Once in Turkey, he hangs out with Kerim Bey (Pedro Armendáriz), an agreeable man whose family business is spying on the Russians and their Bulgarian surrogates. Tatiana shows up in Bond's hotel bed, a gorgeous and willing creature but under orders from Lotte Lenya, the harsh middle-aged female spymaster for Spectre, the sinister organization that makes money from pitting the West against the Iron Curtain.
Following an unlikely adventure at a gypsy camp and a bombing at the Russian embassy, Bond manages to secure both Tatiana and the McGuffin decoder device. But now he must contend with Spectre agent Robert Shaw, a serial murderer who plans to snuff out Bond and babe and take the device.
How others will see it.
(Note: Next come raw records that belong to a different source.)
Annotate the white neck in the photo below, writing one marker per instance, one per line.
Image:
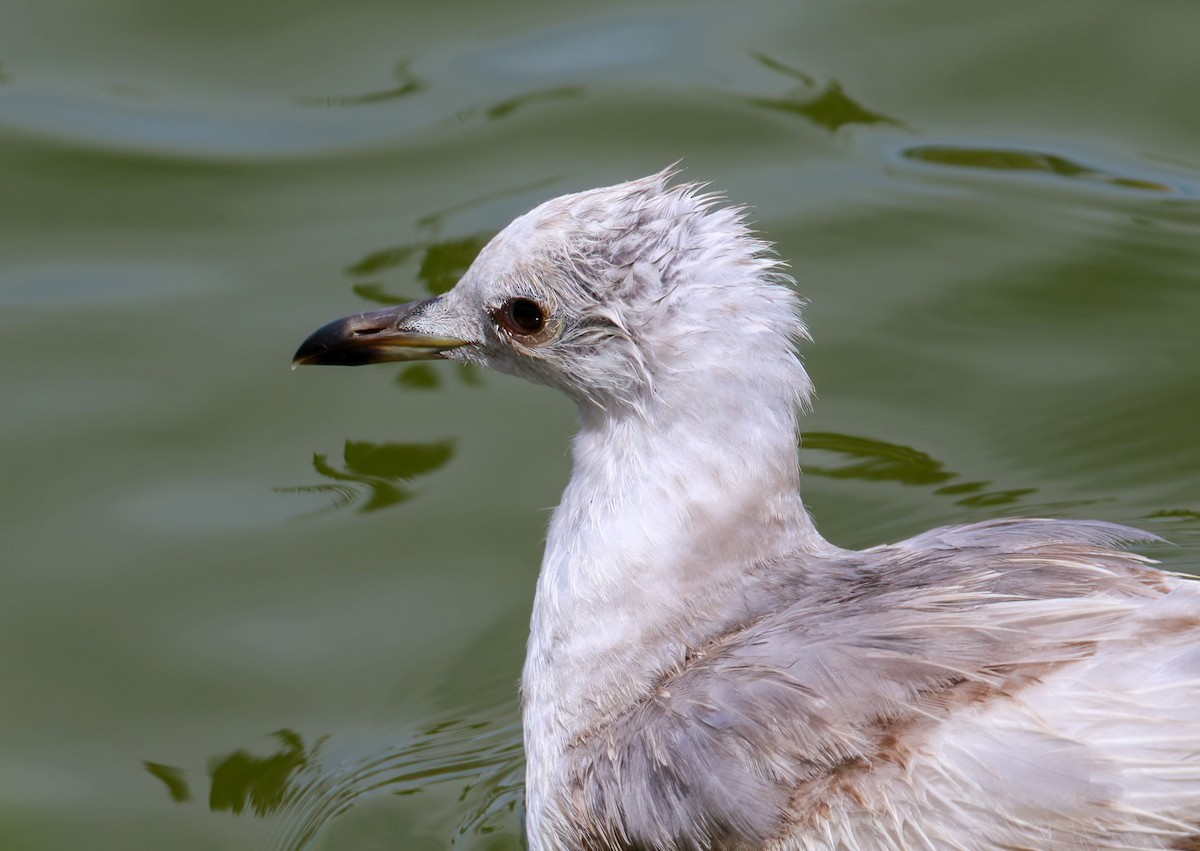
(666, 510)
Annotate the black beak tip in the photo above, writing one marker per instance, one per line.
(327, 347)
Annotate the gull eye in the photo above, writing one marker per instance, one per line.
(521, 317)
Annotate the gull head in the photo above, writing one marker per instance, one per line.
(618, 297)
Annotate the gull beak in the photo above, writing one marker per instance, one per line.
(375, 337)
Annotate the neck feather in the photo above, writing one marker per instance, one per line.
(667, 510)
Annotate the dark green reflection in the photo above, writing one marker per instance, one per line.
(408, 84)
(264, 783)
(831, 107)
(511, 105)
(484, 757)
(873, 460)
(376, 475)
(442, 264)
(172, 778)
(1012, 160)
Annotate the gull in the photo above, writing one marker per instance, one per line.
(705, 671)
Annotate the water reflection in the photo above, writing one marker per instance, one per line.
(375, 475)
(1015, 160)
(505, 108)
(306, 787)
(408, 84)
(828, 107)
(874, 460)
(443, 262)
(172, 778)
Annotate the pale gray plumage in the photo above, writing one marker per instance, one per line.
(705, 671)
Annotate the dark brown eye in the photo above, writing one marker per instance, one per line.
(522, 317)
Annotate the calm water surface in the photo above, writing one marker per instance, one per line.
(252, 609)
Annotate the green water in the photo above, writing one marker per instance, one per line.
(251, 609)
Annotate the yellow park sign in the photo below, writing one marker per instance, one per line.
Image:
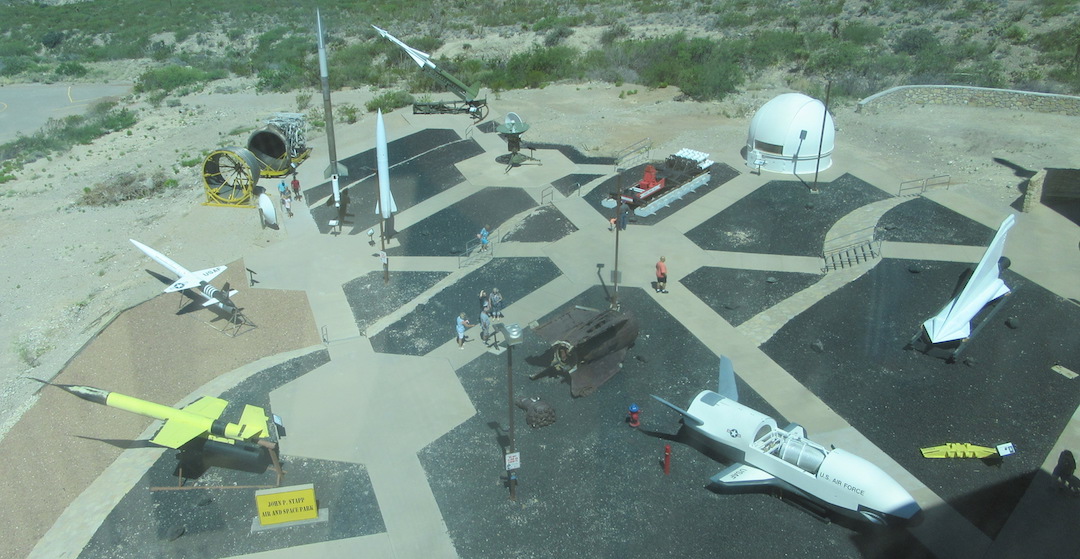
(286, 504)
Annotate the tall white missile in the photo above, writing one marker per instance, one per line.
(985, 285)
(335, 167)
(386, 205)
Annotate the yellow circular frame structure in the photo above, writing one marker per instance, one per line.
(229, 177)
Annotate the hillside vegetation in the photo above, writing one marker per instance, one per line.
(707, 49)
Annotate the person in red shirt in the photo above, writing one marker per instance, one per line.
(662, 275)
(296, 188)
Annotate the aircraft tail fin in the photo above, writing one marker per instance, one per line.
(726, 386)
(678, 409)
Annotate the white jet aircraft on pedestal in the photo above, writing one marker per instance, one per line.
(784, 458)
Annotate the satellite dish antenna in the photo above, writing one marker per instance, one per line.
(512, 128)
(267, 209)
(513, 124)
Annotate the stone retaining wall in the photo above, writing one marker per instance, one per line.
(962, 95)
(1052, 183)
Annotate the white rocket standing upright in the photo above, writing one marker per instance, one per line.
(199, 282)
(386, 205)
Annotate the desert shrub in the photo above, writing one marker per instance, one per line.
(556, 36)
(541, 66)
(72, 69)
(351, 66)
(16, 65)
(14, 48)
(615, 32)
(862, 33)
(169, 78)
(552, 23)
(52, 39)
(1055, 8)
(915, 41)
(349, 112)
(123, 187)
(389, 101)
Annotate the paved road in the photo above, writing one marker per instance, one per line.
(24, 109)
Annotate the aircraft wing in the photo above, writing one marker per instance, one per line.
(743, 475)
(678, 409)
(557, 328)
(175, 433)
(194, 278)
(207, 407)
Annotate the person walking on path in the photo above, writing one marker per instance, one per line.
(287, 203)
(662, 275)
(296, 188)
(485, 326)
(483, 239)
(462, 324)
(1066, 466)
(496, 299)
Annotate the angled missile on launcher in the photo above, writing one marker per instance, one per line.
(766, 455)
(589, 345)
(945, 333)
(469, 104)
(199, 423)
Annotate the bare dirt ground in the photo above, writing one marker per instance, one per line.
(70, 269)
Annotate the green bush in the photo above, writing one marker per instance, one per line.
(615, 32)
(556, 36)
(349, 112)
(52, 39)
(389, 101)
(169, 78)
(862, 33)
(915, 41)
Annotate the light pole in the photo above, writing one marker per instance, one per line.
(513, 336)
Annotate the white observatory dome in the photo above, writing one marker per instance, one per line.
(785, 134)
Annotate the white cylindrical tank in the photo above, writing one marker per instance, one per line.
(785, 136)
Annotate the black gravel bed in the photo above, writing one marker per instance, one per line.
(433, 322)
(412, 181)
(571, 183)
(923, 220)
(720, 174)
(544, 225)
(372, 298)
(217, 522)
(740, 295)
(904, 400)
(570, 153)
(448, 231)
(784, 218)
(590, 486)
(364, 163)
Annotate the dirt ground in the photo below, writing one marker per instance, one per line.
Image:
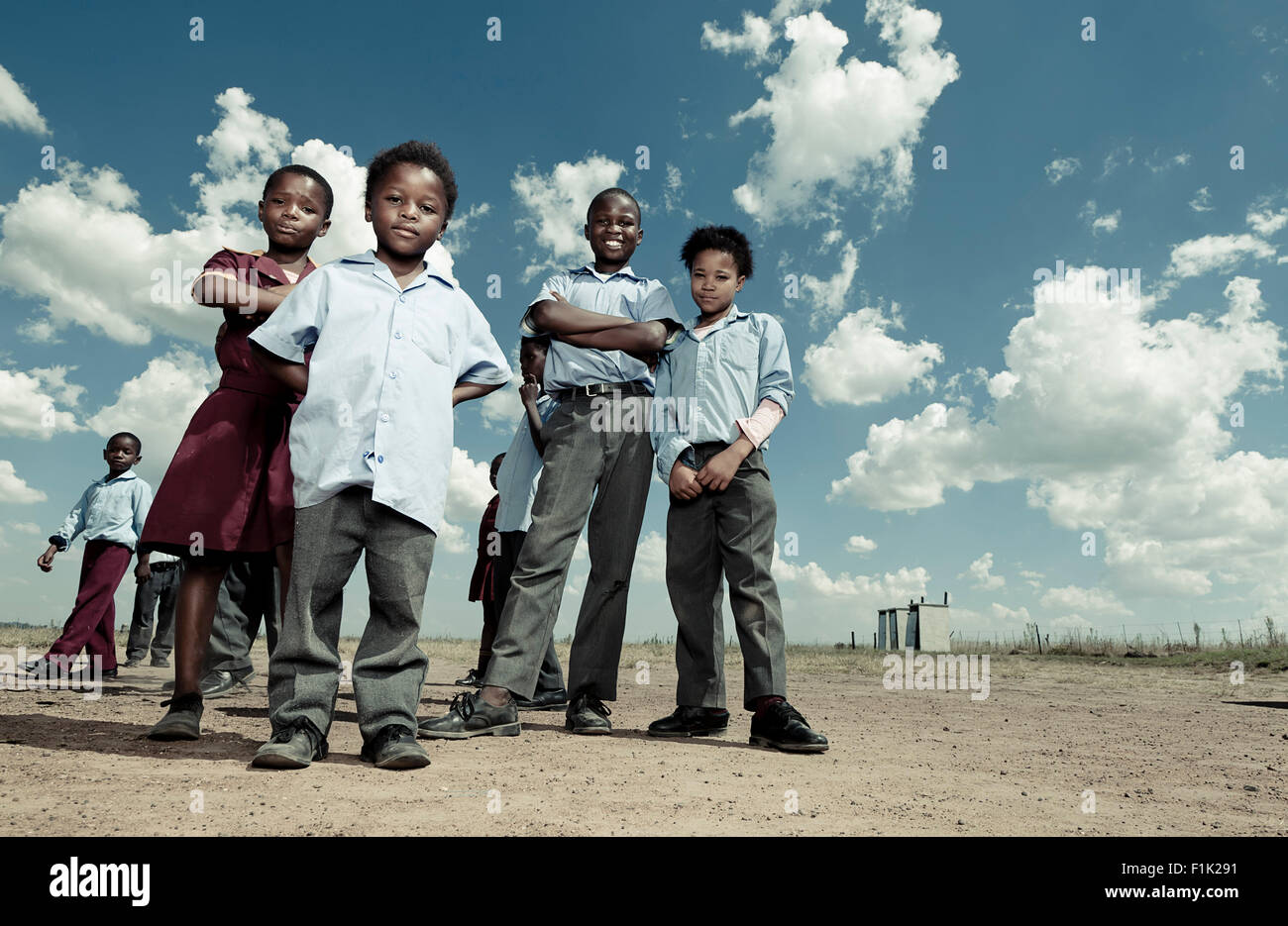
(1166, 751)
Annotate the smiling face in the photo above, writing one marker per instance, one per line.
(120, 455)
(292, 213)
(407, 211)
(613, 232)
(713, 279)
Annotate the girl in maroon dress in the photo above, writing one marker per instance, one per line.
(228, 489)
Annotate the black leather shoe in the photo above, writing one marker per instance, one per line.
(220, 682)
(291, 747)
(691, 721)
(472, 716)
(782, 727)
(544, 701)
(589, 716)
(183, 720)
(395, 747)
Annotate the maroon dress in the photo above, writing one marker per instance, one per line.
(230, 482)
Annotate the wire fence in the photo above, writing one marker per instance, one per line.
(1131, 639)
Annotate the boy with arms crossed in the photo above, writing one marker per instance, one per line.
(395, 347)
(734, 367)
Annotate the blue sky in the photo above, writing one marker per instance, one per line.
(954, 427)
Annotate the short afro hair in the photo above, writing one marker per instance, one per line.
(423, 154)
(612, 192)
(138, 445)
(725, 239)
(303, 171)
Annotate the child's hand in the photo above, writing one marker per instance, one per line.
(529, 390)
(683, 482)
(719, 470)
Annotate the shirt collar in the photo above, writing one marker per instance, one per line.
(590, 268)
(380, 269)
(733, 314)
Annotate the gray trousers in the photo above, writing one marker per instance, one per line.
(161, 588)
(248, 598)
(730, 531)
(389, 668)
(550, 677)
(591, 467)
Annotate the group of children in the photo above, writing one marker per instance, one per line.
(330, 436)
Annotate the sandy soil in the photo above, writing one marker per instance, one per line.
(1164, 751)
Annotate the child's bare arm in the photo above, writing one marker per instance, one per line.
(558, 316)
(464, 391)
(287, 372)
(224, 291)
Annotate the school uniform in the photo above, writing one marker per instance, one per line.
(230, 480)
(372, 447)
(590, 471)
(155, 599)
(110, 514)
(707, 389)
(516, 485)
(248, 599)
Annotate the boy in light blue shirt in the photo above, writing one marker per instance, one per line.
(395, 347)
(721, 388)
(110, 514)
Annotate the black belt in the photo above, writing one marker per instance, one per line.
(635, 388)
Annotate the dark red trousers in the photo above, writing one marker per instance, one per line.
(91, 625)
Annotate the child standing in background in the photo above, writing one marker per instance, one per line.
(483, 581)
(721, 388)
(228, 489)
(111, 514)
(603, 320)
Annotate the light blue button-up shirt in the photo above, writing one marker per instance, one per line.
(703, 386)
(621, 294)
(520, 470)
(110, 509)
(378, 407)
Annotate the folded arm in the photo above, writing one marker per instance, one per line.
(287, 372)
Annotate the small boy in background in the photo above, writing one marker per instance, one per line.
(395, 347)
(721, 388)
(111, 514)
(155, 596)
(483, 579)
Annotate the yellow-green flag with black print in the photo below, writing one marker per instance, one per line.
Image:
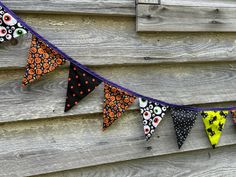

For decades, From Russia with Love was generally regarded as the best Bond movie. That changed in recent years with the Daniel Craig films, which are well regarded.
From Russia with Love was a critical favorite, though it was ignored by the Academy Awards. More importantly, it was a box office smash. The innumerable Bond movies over the years have blended its cultural impact, but it remains highly popular today.
At imdb.com, it has a considerable 53K user votes. There is a slight gender gap in the user ratings, with perhaps more female viewers cognizant of the sexism of the film. Only Lotte Lenya is presented as a woman with a purpose other to serve as someone's mistress. Even Miss Moneypenny, the secretary of the top British spy echelon, is more interested in flirting with Bond than in performing official duties.
How I felt about it. Bond has always had three personalities: the seducer, the connoisseur, and the action hero. In the end, it is the action hero that matters. The seducer exists to bring women to the theaters and provide eye candy for male viewers, but there would be little substance to the movie without the intermittent theoretical threat of mortal danger to Bond.
In later Bond movies, our feckless lead gradually assumes nearly superhuman abilities. However, we prefer him to be fallible, and involved in plots that don't necessarily involve Saving the World. From Russia with Love has an agreeably smaller scale. He is after a simple decoder machine. He blunders forth with confidence, but is in fact on a fool's errand, and succeeds only because he is helped by others. Robert Shaw saves him at the gypsy camp, Desmond Llewelyn's toolkit allows him to best Robert Shaw, and Miss Universe 1960 (his would-be Russian bride) saves him twice when faced with Lotte Lenya.
Obviously, we don't want Bond-as-human to become Bond-as-comedy, in Inspector Clouseau fashion. The right mix, where Bond is highly capable but cannot save the world by himself, is elusive within the admittedly lucrative and long-running franchise.